A. Participation de 2002

[11] Le premier don de 300 000 $ qu’a déclaré l’appelant a été fait le 18 septembre 2002. À la même date, il a reçu un montant de 300 000 $ de la part de Talisker. Les détails concernant ce don sont les suivants.

[12] Le 13 août 2002, M. Fergus a rencontré M. Nixon dans le bureau de ce dernier. M. Fergus lui a présenté l’engagement à signer envers Ideas et le cadre habituellement suivi par Talisker (c’est-à-dire une demande de prêt et un billet à ordre connexe, ce qui est semblable au cadre général d’Ideas) (la « demande de prêt initiale »). M. Nixon a signé un engagement de 300 000 $ envers Ideas ainsi qu’une demande de prêt de 240 000 $. Les montants exigés dans la demande de prêt initiale sont les suivants :

  • (a)Engagement : 300 000 $;

  • (b)Dépôt : 3 000 $;

  • (c)Prêt initial : 300 000 $;

  • (d)Dépôt de garantie initial : 30 000 $;

  • (e)Frais d’administration : 6 000 $.

[13] L’appelant devait payer 12 000 $ à la signature des documents le 13 août 2002 et remettre deux chèques postdatés, un de 54 000 $ daté du 16 décembre 2002 et un de 30 000 $ daté du 14 mars 2003. M. Nixon a fait ces trois chèques, libellés à l’ordre d’Ideas, et les a donnés à M. Fergus, en plus de la demande de prêt initiale et de l’engagement envers Ideas.

B. Demande de prêt modifiée – 2002

[14] Le 13 août 2002, M. Fergus a informé M. Nixon que Talisker n’acceptait pas les chèques libellés à l’ordre d’Ideas.
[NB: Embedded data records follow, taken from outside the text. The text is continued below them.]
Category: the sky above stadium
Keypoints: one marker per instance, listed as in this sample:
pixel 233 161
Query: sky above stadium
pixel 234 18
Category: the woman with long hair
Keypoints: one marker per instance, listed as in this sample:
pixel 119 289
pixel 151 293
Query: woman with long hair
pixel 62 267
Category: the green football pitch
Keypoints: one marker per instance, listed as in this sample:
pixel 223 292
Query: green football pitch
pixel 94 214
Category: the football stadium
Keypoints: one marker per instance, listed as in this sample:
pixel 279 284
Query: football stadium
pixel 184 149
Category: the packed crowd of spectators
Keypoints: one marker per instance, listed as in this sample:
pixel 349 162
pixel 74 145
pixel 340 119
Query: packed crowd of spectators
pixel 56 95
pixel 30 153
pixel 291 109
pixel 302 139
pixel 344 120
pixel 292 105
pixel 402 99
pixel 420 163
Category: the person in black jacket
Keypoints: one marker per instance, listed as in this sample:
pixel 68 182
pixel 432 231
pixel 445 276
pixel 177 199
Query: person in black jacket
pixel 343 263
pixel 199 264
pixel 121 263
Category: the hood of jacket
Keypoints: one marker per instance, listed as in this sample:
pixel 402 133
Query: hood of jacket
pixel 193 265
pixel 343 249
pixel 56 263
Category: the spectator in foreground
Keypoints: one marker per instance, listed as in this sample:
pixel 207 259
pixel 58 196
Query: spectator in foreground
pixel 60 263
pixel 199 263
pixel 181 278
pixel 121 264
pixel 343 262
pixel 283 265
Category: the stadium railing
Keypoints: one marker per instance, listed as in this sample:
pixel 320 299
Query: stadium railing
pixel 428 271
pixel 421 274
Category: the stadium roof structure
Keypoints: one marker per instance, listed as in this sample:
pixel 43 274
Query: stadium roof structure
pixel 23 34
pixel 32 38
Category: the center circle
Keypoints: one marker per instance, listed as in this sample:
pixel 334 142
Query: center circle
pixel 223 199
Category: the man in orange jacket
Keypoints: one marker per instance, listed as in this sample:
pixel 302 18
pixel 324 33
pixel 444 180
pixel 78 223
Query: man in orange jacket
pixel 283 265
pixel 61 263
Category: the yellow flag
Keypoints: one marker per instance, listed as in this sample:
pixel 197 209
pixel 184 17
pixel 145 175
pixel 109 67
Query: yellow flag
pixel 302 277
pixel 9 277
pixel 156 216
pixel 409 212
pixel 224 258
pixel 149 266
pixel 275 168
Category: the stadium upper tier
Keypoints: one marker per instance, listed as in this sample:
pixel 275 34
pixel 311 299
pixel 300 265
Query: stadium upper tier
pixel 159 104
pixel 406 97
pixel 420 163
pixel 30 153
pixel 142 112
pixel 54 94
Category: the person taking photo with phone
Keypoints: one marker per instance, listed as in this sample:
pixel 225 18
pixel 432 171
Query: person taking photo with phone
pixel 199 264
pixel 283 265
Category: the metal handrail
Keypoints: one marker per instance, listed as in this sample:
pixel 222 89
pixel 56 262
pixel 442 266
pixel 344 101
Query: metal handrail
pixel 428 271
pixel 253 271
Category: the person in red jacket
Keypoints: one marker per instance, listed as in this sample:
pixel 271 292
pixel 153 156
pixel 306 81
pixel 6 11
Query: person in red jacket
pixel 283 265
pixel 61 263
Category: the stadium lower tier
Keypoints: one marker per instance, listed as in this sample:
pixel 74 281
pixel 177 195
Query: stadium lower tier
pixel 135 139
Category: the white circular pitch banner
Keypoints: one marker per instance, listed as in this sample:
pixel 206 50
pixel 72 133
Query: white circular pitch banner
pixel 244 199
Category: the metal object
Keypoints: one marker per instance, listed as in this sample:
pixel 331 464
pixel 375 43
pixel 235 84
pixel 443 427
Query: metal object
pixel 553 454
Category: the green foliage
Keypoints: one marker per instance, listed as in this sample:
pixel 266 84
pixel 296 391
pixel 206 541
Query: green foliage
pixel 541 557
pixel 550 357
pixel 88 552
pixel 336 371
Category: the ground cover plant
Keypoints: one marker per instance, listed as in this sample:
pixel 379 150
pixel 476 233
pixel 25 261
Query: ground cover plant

Le 16 août 2002, M. Fergus a rappelé à M. Nixon que les chèques devaient être libellés au nom de « Talisker Funding Limited, à titre de mandataire ». À la même date, M. Nixon a écrit une lettre qu’il a envoyée à M. Fergus par messagerie, à laquelle il a joint des copies des documents qu’il avait signés plus tôt dans la semaine ainsi que trois nouveaux chèques libellés à l’ordre de « Talisker Funding Limited, à titre de mandataire ». Les montants inscrits étaient les mêmes que précédemment : 12 000 $, 54 000 $ et 30 000 $. Les chèques se détaillent ainsi :

  • (a)Chèque no 331 de 300 000 $ tiré sur le compte chèques de M. Nixon à la Banque TD, daté du 12 septembre 2002 et libellé à l’ordre de « Ideas CanadaFoundation » (ce chèque a ensuite été remplacé par un chèque certifié de l’appelant, du même montant et daté du 18 septembre 2002);

  • (b)Chèque no 332 de 12 000 $ tiré sur le compte chèques de M. Nixon à la Banque TD, daté du 12 septembre 2002 et libellé à l’ordre de « TaliskerFundingLimited »;

  • (c)Chèque no 334 de 30 000 $ tiré sur le compte chèques de M. Nixon à la Banque TD, daté du 14 mars 2002 et libellé à l’ordre de « TaliskerFundingLimited »;

  • (d)Chèque no 333 de 54 000 $ tiré sur le compte chèques de M. Nixon à la Banque TD, daté du 16 décembre 2002 et libellé à l’ordre de « TaliskerFundingLimited ».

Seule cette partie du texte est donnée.